I’ve found some unexpected behavior in RDataFrame in PyROOT when upgrading from ROOT v6.14.08 to v6.20.04. I’ve been using RDataFrame to process NanoAOD format data and simulation.
As a simple example, the following python code will produce a seg fault crash in v6.20.04 but not v6.14.08.
r = ROOT.RDataFrame("Events","file.root") r2 = r.Filter("boolBranch") r2.Snapshot('test','test.root','intBranch')
I’ve isolated branches storing bools to be problematic since I can swap in branches of other types (ints, vectors, etc) and there will be no issue. What’s perhaps most strange is that the following works fine in v6.20.04:
r = ROOT.RDataFrame("Events","file.root") r2 = r.Filter("boolBranch") r2.Snapshot('test','test.root','')

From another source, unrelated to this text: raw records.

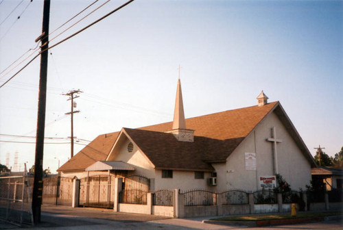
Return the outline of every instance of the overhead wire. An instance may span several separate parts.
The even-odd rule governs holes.
[[[5,143],[18,143],[18,144],[36,144],[36,142],[19,142],[19,141],[13,141],[13,140],[1,140],[0,142],[5,142]],[[70,142],[44,142],[45,144],[70,144]]]
[[[28,51],[27,51],[25,53],[24,53],[21,55],[21,56],[20,56],[19,58],[17,58],[17,59],[16,59],[14,62],[12,62],[12,63],[11,63],[11,64],[10,64],[8,67],[6,67],[6,68],[5,68],[3,71],[2,71],[1,72],[0,72],[0,75],[1,75],[3,72],[5,72],[5,71],[7,71],[7,70],[8,70],[10,67],[11,67],[12,65],[14,65],[14,64],[16,62],[18,62],[18,61],[19,61],[19,60],[21,58],[23,58],[23,56],[25,56],[25,55],[26,53],[29,53],[30,51],[33,51],[33,53],[34,53],[35,51],[36,51],[36,49],[37,49],[37,48],[38,47],[38,46],[39,46],[39,44],[40,44],[40,41],[39,41],[39,42],[37,43],[37,45],[36,46],[36,47],[34,47],[34,48],[33,48],[33,49],[29,49],[29,50],[28,50]],[[31,55],[30,55],[29,57],[30,57]],[[27,59],[27,58],[26,58],[26,59]],[[25,60],[26,60],[26,59],[25,59]],[[22,62],[21,62],[21,63],[22,63]],[[21,64],[21,63],[20,63],[20,64]],[[18,66],[18,65],[17,65],[17,66],[16,66],[14,67],[14,68],[16,68],[17,66]],[[10,71],[12,71],[12,70],[13,70],[13,69],[12,69]],[[7,75],[7,73],[6,73],[6,75]],[[5,76],[5,75],[4,75],[4,76]],[[3,76],[3,77],[4,77],[4,76]],[[1,77],[0,77],[0,79],[1,79]]]
[[[75,26],[76,24],[78,24],[78,23],[80,23],[80,21],[82,21],[82,20],[84,20],[84,18],[86,18],[86,17],[88,17],[89,15],[92,14],[93,13],[94,13],[95,11],[97,11],[97,10],[100,9],[102,7],[103,7],[104,5],[105,5],[106,4],[107,4],[108,2],[110,2],[111,0],[107,0],[105,3],[104,3],[103,4],[100,5],[99,7],[97,7],[97,8],[95,8],[94,10],[93,10],[92,12],[91,12],[90,13],[88,13],[88,14],[86,14],[85,16],[84,16],[82,18],[80,19],[79,21],[78,21],[76,23],[75,23],[74,24],[71,25],[70,27],[69,27],[68,28],[67,28],[66,29],[64,29],[64,31],[62,31],[62,32],[60,32],[60,34],[58,34],[57,36],[56,36],[55,37],[54,37],[53,38],[50,39],[49,42],[55,40],[55,38],[58,38],[58,36],[60,36],[61,34],[65,33],[67,31],[68,31],[69,29],[71,29],[71,27],[73,27],[73,26]]]
[[[16,23],[18,21],[18,20],[19,20],[21,18],[21,15],[23,15],[23,14],[26,11],[26,10],[27,9],[27,8],[29,7],[29,4],[32,2],[33,0],[30,0],[29,3],[26,5],[26,7],[24,8],[24,10],[21,12],[21,14],[19,14],[19,16],[16,18],[16,20],[14,21],[14,22],[12,24],[12,25],[8,29],[8,30],[5,32],[5,34],[3,34],[3,36],[1,38],[0,38],[0,41],[1,41],[1,40],[6,36],[7,33],[8,33],[8,31],[10,30],[11,30],[12,27],[16,24]]]
[[[10,16],[11,16],[11,14],[12,14],[14,12],[14,10],[16,10],[16,8],[17,8],[19,5],[21,5],[21,3],[23,3],[23,1],[24,1],[24,0],[21,0],[21,1],[19,3],[18,3],[18,5],[16,5],[16,6],[14,8],[14,9],[13,9],[13,10],[11,11],[11,12],[10,12],[10,14],[8,14],[8,16],[5,18],[5,19],[3,19],[3,21],[2,22],[1,22],[1,23],[0,23],[0,25],[2,25],[2,23],[4,23],[6,20],[7,20],[7,18],[8,18],[8,17],[9,17]],[[1,1],[1,3],[2,3],[2,1]]]
[[[99,0],[96,0],[95,1],[94,1],[93,3],[92,3],[91,4],[90,4],[89,5],[88,5],[87,7],[86,7],[84,10],[82,10],[81,12],[80,12],[79,13],[78,13],[77,14],[75,14],[74,16],[73,16],[71,18],[70,18],[69,20],[68,20],[67,22],[65,22],[64,23],[63,23],[61,26],[58,27],[58,28],[56,29],[54,31],[53,31],[51,33],[50,33],[49,34],[52,34],[54,32],[55,32],[56,31],[57,31],[58,29],[61,28],[62,26],[64,26],[64,25],[66,25],[67,23],[69,23],[69,21],[71,21],[71,20],[73,20],[73,18],[75,18],[77,16],[80,15],[81,13],[82,13],[83,12],[84,12],[86,9],[88,9],[89,7],[91,7],[91,5],[93,5],[94,3],[95,3],[97,1],[98,1]],[[32,0],[31,0],[31,1],[32,1]],[[30,3],[31,3],[30,1]],[[28,5],[27,5],[28,6]],[[27,8],[27,6],[26,7],[26,8]],[[25,10],[26,10],[25,8]],[[25,11],[25,10],[24,10]],[[23,11],[23,12],[24,12]],[[21,13],[21,14],[23,13],[23,12]],[[43,37],[44,38],[44,37]],[[1,73],[0,73],[0,75],[1,75],[3,72],[5,72],[7,69],[8,69],[10,66],[12,66],[14,63],[16,63],[16,62],[18,62],[19,60],[20,60],[21,58],[23,58],[23,56],[24,56],[26,53],[27,53],[29,51],[31,50],[33,50],[34,51],[34,51],[36,50],[36,49],[38,48],[39,44],[41,42],[41,40],[40,40],[38,41],[38,42],[37,43],[37,45],[36,46],[35,48],[34,49],[29,49],[27,51],[26,51],[24,54],[23,54],[21,57],[19,57],[17,60],[16,60],[14,62],[13,62],[9,66],[8,66],[6,68],[5,68],[3,71],[2,71]],[[30,57],[31,55],[29,55],[29,57]],[[27,57],[28,58],[28,57]],[[27,58],[26,58],[27,59]],[[25,59],[24,61],[26,60]],[[19,63],[19,65],[20,64],[21,64],[22,62]],[[14,68],[16,68],[19,65],[16,65]],[[11,69],[11,71],[10,71],[10,73],[13,71],[13,69]],[[6,73],[4,76],[7,75],[8,73]],[[3,76],[2,77],[3,77],[4,76]],[[1,79],[1,77],[0,77]]]
[[[8,79],[6,81],[5,81],[1,86],[0,86],[0,88],[2,88],[3,86],[5,86],[6,84],[8,84],[10,80],[12,80],[15,76],[16,76],[20,72],[21,72],[24,68],[25,68],[29,64],[31,64],[36,58],[37,58],[38,56],[39,56],[39,55],[40,55],[42,53],[49,50],[49,49],[51,49],[56,46],[58,46],[58,44],[69,40],[70,38],[73,38],[73,36],[78,35],[78,34],[82,32],[83,31],[87,29],[88,28],[89,28],[90,27],[94,25],[95,24],[99,23],[99,21],[104,20],[104,18],[107,18],[108,16],[111,15],[112,14],[116,12],[117,11],[119,10],[120,9],[123,8],[123,7],[126,6],[127,5],[130,4],[130,3],[132,3],[132,1],[134,1],[134,0],[130,0],[128,1],[127,1],[126,3],[123,3],[123,5],[120,5],[119,7],[117,8],[116,9],[112,10],[111,12],[110,12],[109,13],[108,13],[107,14],[106,14],[105,16],[101,17],[100,18],[96,20],[95,21],[93,22],[92,23],[89,24],[88,25],[86,26],[85,27],[81,29],[80,30],[76,31],[75,33],[71,34],[71,36],[67,37],[66,38],[60,40],[60,42],[54,44],[54,45],[51,46],[50,47],[48,47],[43,51],[41,51],[40,52],[39,52],[39,53],[38,55],[36,55],[36,56],[34,56],[31,60],[29,61],[29,62],[27,64],[26,64],[23,68],[21,68],[19,71],[18,71],[14,75],[13,75],[10,79]]]
[[[78,16],[79,16],[82,13],[83,13],[86,10],[87,10],[91,6],[92,6],[93,5],[94,5],[99,0],[95,0],[95,1],[93,1],[92,3],[91,3],[90,5],[88,5],[87,7],[86,7],[84,9],[83,9],[80,12],[78,12],[78,14],[76,14],[75,15],[74,15],[73,17],[71,17],[69,20],[68,20],[67,21],[66,21],[64,23],[62,24],[58,28],[55,29],[52,32],[51,32],[50,34],[49,34],[49,36],[51,35],[52,34],[54,34],[54,32],[56,32],[57,30],[58,30],[59,29],[62,28],[64,25],[65,25],[67,23],[68,23],[69,22],[70,22],[71,21],[72,21],[75,18],[76,18]]]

The only difference is that I haven’t specified a branch to snapshot. If I swap
boolBranch in the first code block, it will seg fault.
Are there any changes between v6.14 and v6.20 that could cause such behavior? I’m happy to send an example file privately if that would be useful but from what I’ve tested so far, I have no reason to believe the same issue won’t occur for any NanoAODv5 or v6 sample.
ROOT Version: v6.20.04 and v6.14.08
Platform: Ubuntu 18.04 LTS
Compiler: Not Provided